I am a Clinical Health Psychologist in Dupont Circle, Washington DC and a behavioral sleep specialist associated with the Medstar Georgetown University’s Sleep Disorders Center for two decades.
I am also the Lead Curator and founding member of the Insomnia Hub. Collaborating with an interdisciplinary George Mason University team, we are developing ‘Share CBT-I’ … an ongoing, course-based health communication campaign to create a ‘digital bridge’ between healthcare professionals and consumers to provide open access to knowledge about ‘what works’ for insomnia and where to find it.
Address: 1234 19th Street, NW #901 Washington, DC 20036
Google Map: View here
Practice Website: DrCary.onair.cc
Hours: Friday and Saturday (9:00 – 5:30)
Payment: Out of Network Provider (no Medicare)
With over 20 years in academic medical centers, I’ve been involved in teaching Clinical Skills, assisting in clinical research trials in chronic pain, & practicing clinical health psychology, including with Georgetown University’s Sleep Disorders Center and teaching Sleep Medicine Fellows. For over 15 years in private practice, I’ve helped people learn to better manage their health and well-being.

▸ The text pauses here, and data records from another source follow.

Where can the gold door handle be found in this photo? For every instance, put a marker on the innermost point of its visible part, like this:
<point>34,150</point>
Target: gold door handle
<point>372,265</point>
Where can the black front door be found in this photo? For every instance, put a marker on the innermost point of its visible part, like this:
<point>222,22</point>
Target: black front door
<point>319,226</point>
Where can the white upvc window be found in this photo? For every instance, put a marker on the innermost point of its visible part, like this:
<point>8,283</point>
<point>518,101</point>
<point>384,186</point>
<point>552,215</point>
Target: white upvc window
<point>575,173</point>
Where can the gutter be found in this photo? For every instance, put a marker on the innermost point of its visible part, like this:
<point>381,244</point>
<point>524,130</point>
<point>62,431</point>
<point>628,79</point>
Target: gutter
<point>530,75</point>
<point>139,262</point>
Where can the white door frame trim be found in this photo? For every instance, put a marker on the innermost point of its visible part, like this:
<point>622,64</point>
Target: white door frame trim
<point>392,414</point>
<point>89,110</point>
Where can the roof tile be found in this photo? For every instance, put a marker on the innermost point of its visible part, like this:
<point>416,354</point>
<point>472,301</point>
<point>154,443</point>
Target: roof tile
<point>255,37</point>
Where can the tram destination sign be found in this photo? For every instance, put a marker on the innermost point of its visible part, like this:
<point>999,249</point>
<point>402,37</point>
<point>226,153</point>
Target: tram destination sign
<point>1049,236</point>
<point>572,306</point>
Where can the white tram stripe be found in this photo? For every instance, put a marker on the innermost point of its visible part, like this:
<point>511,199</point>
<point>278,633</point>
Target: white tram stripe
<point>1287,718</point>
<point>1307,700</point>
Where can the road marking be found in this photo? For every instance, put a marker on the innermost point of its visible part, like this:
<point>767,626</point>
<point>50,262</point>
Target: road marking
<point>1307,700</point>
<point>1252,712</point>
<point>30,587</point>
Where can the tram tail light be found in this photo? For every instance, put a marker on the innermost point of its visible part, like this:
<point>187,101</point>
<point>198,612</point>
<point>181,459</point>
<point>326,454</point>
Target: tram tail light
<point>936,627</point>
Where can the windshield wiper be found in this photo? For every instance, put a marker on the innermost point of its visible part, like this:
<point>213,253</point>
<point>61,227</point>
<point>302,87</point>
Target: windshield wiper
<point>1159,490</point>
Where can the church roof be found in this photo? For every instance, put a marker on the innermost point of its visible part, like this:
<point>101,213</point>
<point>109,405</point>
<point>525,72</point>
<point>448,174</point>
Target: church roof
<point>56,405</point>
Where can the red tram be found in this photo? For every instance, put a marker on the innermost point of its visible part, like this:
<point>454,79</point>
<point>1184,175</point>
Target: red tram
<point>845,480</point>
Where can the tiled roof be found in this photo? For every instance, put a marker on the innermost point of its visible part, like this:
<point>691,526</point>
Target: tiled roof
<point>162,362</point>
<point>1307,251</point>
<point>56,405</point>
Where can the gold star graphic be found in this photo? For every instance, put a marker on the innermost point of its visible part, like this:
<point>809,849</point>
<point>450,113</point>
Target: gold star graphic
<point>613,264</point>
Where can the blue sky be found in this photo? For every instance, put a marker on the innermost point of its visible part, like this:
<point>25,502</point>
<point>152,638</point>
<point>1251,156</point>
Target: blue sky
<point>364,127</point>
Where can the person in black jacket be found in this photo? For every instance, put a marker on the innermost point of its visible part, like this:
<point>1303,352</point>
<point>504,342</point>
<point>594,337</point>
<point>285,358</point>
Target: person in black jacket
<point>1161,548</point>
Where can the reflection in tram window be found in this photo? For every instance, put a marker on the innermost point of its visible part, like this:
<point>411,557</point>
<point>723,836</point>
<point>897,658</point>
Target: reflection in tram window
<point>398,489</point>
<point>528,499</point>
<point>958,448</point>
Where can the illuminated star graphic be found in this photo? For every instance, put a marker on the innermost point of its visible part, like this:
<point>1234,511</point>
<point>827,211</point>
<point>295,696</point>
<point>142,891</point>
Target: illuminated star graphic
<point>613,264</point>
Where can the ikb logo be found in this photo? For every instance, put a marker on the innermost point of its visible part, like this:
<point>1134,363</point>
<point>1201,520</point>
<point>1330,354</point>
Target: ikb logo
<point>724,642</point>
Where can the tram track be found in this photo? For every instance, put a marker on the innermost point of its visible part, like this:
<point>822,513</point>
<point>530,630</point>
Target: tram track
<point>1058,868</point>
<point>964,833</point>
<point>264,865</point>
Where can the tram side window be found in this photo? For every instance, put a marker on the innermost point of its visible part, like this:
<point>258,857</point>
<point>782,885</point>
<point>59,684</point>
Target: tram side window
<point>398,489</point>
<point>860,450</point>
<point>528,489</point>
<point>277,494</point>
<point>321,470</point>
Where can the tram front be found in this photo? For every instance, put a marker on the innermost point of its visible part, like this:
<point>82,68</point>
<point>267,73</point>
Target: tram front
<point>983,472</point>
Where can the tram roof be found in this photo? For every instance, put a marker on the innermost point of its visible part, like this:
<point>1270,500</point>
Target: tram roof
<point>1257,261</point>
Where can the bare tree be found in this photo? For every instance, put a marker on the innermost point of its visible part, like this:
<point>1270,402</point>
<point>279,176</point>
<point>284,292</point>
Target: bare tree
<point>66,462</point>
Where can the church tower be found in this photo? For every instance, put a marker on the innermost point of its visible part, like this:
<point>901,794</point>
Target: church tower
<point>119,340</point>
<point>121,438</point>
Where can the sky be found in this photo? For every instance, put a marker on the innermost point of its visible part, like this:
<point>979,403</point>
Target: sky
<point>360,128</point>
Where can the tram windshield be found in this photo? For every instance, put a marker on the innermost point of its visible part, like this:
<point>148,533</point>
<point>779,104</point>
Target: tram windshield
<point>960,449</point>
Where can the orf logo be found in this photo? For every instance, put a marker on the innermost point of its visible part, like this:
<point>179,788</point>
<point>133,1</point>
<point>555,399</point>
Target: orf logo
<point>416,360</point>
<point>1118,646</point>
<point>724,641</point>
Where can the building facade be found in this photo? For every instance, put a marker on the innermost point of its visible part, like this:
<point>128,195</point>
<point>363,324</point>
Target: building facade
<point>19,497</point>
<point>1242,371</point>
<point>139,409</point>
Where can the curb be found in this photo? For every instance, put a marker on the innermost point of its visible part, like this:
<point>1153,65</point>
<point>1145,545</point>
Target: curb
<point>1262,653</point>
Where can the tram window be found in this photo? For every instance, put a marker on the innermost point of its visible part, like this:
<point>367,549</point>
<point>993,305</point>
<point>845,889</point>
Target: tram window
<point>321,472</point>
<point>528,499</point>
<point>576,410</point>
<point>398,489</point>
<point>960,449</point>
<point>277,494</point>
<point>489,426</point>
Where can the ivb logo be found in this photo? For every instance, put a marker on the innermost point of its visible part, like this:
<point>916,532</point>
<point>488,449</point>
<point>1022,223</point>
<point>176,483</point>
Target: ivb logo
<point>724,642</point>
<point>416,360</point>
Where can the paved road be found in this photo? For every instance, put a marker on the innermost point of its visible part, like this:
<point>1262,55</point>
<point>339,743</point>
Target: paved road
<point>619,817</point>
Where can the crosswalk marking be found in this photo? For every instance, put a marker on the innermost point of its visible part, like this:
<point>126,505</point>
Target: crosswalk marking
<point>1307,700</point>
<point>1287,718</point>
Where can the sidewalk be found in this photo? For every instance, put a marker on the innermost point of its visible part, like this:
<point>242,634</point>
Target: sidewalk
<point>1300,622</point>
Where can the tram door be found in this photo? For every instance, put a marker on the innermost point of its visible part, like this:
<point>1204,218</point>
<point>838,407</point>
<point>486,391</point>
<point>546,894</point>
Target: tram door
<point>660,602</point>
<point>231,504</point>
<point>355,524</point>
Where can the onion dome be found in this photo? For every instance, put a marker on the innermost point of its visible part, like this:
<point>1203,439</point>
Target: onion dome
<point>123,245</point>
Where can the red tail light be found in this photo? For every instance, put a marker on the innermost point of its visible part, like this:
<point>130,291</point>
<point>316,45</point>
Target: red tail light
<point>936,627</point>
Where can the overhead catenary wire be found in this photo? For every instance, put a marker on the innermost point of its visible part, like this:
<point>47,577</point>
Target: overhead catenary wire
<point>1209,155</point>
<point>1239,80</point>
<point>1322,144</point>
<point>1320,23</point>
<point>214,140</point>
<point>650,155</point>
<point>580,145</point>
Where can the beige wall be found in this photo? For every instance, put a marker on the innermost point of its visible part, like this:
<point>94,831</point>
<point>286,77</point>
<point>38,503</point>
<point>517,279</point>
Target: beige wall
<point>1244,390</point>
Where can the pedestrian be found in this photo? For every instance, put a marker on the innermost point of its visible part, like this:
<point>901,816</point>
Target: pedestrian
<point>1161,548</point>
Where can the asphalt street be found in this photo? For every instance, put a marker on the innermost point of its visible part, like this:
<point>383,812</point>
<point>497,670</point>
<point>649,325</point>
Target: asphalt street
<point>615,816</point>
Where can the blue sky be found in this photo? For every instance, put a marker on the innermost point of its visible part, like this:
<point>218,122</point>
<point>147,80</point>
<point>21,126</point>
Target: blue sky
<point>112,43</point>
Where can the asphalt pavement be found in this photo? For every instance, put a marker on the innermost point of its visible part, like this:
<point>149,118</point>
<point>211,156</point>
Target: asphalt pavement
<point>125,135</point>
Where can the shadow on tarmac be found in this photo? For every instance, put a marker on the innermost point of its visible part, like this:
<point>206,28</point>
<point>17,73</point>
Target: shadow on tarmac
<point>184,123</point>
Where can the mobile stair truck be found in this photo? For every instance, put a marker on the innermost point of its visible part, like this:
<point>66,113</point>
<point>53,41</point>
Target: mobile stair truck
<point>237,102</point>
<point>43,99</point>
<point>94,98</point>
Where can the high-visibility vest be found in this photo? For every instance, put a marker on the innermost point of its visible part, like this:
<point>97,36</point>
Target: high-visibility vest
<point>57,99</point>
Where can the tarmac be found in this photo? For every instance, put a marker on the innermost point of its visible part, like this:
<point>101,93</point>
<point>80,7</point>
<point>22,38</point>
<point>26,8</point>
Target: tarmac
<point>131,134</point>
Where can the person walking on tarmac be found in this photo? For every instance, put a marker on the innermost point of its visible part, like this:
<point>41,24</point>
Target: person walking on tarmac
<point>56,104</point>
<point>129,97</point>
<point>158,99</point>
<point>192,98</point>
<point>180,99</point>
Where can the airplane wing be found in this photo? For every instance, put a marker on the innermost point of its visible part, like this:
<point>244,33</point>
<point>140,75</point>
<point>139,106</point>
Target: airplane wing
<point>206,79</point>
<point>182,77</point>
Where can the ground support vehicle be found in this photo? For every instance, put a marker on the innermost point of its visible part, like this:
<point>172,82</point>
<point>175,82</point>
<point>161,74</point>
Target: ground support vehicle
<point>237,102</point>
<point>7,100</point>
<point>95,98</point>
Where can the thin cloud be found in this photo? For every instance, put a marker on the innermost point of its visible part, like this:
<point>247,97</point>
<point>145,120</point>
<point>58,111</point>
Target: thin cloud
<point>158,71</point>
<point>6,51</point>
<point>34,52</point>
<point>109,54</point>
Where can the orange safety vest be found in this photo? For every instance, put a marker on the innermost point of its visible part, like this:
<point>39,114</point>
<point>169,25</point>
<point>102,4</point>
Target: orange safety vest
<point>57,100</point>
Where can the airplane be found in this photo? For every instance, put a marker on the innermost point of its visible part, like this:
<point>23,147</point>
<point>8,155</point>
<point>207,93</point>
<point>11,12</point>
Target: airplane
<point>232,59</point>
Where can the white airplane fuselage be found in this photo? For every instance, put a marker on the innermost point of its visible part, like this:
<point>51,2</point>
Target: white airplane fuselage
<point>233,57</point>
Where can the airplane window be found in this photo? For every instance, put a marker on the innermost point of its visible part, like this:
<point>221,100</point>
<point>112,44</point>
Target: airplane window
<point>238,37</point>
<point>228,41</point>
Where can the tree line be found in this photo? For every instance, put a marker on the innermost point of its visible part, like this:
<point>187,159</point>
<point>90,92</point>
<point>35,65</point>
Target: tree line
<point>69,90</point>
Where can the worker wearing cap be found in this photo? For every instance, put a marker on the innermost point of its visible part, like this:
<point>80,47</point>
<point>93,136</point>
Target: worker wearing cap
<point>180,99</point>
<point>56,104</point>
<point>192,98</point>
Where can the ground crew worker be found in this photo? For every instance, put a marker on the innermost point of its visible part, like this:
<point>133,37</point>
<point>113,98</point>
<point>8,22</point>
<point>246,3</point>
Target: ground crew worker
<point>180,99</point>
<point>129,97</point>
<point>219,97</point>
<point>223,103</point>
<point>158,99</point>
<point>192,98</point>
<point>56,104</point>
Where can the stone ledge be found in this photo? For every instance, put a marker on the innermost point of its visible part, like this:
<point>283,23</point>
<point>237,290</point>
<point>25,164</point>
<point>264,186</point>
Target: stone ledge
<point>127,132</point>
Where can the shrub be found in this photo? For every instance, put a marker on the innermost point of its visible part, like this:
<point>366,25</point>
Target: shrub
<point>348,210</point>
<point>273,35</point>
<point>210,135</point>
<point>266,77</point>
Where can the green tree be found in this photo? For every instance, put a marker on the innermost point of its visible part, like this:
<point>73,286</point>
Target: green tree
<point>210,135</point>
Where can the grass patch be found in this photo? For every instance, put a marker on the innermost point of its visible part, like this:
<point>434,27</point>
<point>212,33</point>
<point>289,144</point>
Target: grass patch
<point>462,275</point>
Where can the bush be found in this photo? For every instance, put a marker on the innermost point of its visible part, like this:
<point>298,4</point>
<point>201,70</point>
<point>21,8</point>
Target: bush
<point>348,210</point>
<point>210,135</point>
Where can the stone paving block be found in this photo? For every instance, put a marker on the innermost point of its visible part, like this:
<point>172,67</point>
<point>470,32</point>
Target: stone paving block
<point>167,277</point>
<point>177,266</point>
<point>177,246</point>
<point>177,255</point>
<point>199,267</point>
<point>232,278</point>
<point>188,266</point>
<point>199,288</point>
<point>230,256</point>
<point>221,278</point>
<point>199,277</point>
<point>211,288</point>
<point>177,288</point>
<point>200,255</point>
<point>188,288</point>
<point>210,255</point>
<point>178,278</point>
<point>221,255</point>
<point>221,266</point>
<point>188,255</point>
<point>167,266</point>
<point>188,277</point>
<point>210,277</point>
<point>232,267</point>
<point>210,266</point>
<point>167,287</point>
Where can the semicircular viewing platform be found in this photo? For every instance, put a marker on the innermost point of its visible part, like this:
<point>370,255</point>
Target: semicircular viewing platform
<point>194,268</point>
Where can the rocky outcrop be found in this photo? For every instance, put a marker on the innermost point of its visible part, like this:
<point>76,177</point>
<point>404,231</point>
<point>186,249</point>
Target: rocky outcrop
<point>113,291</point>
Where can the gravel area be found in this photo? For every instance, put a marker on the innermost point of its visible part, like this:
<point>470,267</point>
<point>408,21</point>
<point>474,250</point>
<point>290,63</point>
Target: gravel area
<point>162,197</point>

I work with individual adults using four forms of brief, time-limited therapy. Motivational Therapy helps people be more “ready, willing, & able” to change. Cognitive-behavioral, mindfulness, motivational, and positive psychology techniques are used to help people manage challenges in these areas:
- Mental Health: depression, anxiety, anger, panic, phobias, social anxiety, obsessive-compulsive behavior, as well as other self-defeating behavior under stress
- Motivation to Change or sustain behavior: healthy lifestyle habits, like smoking cessation or weight management, procrastination with any goal
- Physical Conditions: pain, fatigue, chronic insomnia, Chronic Illness Self-Management: changes in function, relationships, self image, moods, values & other quality of life issues
- Well-Being: Increasing resilience, social intelligence, life satisfaction, & fulfillment
Having completed the Mayo Social Media Residency, I’m developing the Insomnia Hub in collaboration with George Mason University Communication professors and students. Our aim is to use social media to teach those in healthcare professions to interprofessionally communicate and spread ‘what works’ (evidence-based) for Insomnia. Also now, the CBT Hub is also being developed.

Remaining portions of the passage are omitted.